Results are printed to a report file (tab-delimited text). The file may be named with the --report-file option or by default it is named after the spectrum file with the extension replaced with .report. A seprate report file is written for any decoy spectra searched. An optional sqlite .psm file may also be produced.

Options

  • -c [ --clear-precursor ] <true|false> – Remove the peaks in a X m/z window around the precursor from the query and library spectrum. Default true.
  • --topPeaksForSearch <num> – Use this many of the highest intensity peaks. Default 100.
  • -w [ --mz-window ] <size> – Compare query to library spectra with precursor m/z +/- size. Default 3.
  • -L [ --low-charge <charge> – ] Search only spectra with charge no less than this. Default 1.
  • -H [ --high-charge ] <charge> – Search only spectra with charge no higher than this. Default 5.
  • -m [ --report-matches ] <num> – Return this number of the best matches for each query. Use -1 to report all. Default 5.
  • --psm-result-file <name> – Return results in a .psm file of the given name. Default no .psm file.
  • -R [ --report-file ] <name> – Return results in report file of the given nam. Default is .report.
  • --preserve-order – Search spectra in the order they appear in the file. Default to search as sorted by precursor m/z.
  • -p [ --parameter-file ] <name> – File containing search parameters. Command line values override file values.
  • -v [ --verbosity ] <level> – Control the level of output to stderr. (silent, error, status, warn, debug, detail, all) Default status.
  • -h [ --help ] – Print help message.



BlibToMS2


Description

Write an MS2 file that contains all spectra in a library.

Usage

BlibToMS2 [options] <library>

Input

  • <library> – a spectrum library file, filtered or redundant.

Output

The spectra are printed to a file named <library>.ms2 in the MS2 format. The scan number is replaced with the library ID number.
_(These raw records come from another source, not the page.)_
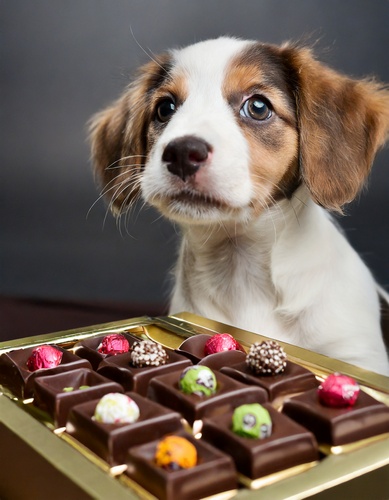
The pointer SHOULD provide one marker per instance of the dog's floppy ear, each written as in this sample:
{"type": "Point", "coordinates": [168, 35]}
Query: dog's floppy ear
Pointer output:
{"type": "Point", "coordinates": [342, 122]}
{"type": "Point", "coordinates": [118, 137]}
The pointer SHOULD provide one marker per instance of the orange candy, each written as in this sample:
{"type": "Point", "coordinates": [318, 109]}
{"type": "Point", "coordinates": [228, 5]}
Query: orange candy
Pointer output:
{"type": "Point", "coordinates": [175, 452]}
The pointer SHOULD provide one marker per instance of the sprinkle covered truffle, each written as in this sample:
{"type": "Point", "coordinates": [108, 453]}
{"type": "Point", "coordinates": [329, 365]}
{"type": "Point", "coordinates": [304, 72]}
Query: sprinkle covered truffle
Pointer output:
{"type": "Point", "coordinates": [175, 453]}
{"type": "Point", "coordinates": [147, 353]}
{"type": "Point", "coordinates": [266, 358]}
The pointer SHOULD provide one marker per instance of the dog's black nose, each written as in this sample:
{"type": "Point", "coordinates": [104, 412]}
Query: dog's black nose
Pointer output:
{"type": "Point", "coordinates": [184, 156]}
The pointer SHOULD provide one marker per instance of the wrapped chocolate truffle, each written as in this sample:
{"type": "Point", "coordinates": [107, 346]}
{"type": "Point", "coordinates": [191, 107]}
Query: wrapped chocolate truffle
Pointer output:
{"type": "Point", "coordinates": [199, 380]}
{"type": "Point", "coordinates": [175, 453]}
{"type": "Point", "coordinates": [266, 358]}
{"type": "Point", "coordinates": [338, 391]}
{"type": "Point", "coordinates": [113, 344]}
{"type": "Point", "coordinates": [44, 356]}
{"type": "Point", "coordinates": [221, 342]}
{"type": "Point", "coordinates": [116, 408]}
{"type": "Point", "coordinates": [252, 421]}
{"type": "Point", "coordinates": [147, 353]}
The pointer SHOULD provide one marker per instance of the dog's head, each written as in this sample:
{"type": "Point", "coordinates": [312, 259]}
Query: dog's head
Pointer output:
{"type": "Point", "coordinates": [226, 128]}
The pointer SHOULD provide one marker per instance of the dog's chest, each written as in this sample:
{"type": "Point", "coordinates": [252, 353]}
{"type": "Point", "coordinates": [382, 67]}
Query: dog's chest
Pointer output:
{"type": "Point", "coordinates": [229, 281]}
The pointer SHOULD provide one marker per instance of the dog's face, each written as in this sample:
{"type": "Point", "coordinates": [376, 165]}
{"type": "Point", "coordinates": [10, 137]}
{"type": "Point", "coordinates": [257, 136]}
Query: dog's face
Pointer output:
{"type": "Point", "coordinates": [223, 129]}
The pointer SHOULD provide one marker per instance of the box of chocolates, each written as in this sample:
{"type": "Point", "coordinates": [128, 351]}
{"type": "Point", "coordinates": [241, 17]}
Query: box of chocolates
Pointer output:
{"type": "Point", "coordinates": [185, 407]}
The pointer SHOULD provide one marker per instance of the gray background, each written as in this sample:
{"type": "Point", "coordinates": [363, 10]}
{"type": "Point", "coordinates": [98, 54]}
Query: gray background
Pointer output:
{"type": "Point", "coordinates": [61, 61]}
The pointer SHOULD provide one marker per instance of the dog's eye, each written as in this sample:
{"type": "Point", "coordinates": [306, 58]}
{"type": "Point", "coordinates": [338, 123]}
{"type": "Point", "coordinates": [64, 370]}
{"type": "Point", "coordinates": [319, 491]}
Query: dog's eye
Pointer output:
{"type": "Point", "coordinates": [257, 108]}
{"type": "Point", "coordinates": [165, 109]}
Two 'D' lines contain the peptide sequence with and without modifications.

Options

  • -f [ --file-name ] <ms2 file>– Use this name for the output MS2 file rather than the default name, <library>.ms2.
  • -m [ --mz-precision ] <num>– Write the peak m/z values with this many digits of precision. Default 2.
  • -i [ --intenisty-precision ] <num>– Write the peak intensity values with this many digits of precision. Default 1.
  • -p [ --parameter-file ] <file> – Specify parameters in a separate file. Command line vales override the file.
  • -v [ --verbose ] <silent|error|status|warn> – Set the verbosity level of the output to stderr. The default level is status.
  • -h [ --help ] – Print the help message.



LibToSqlite3


Description

Converts a BiblioSpec 1.0 library to a 2.0 library in sqlite3 format.

Usage

LibToSqlite3 <old version lib> <new lib name>

Input

  • <old version lib> – A BiblioSpec 1.0 library file.
  • <new lib name> – The name to be given to the converted library.

Output

A spectrum library in in sqlite3 format.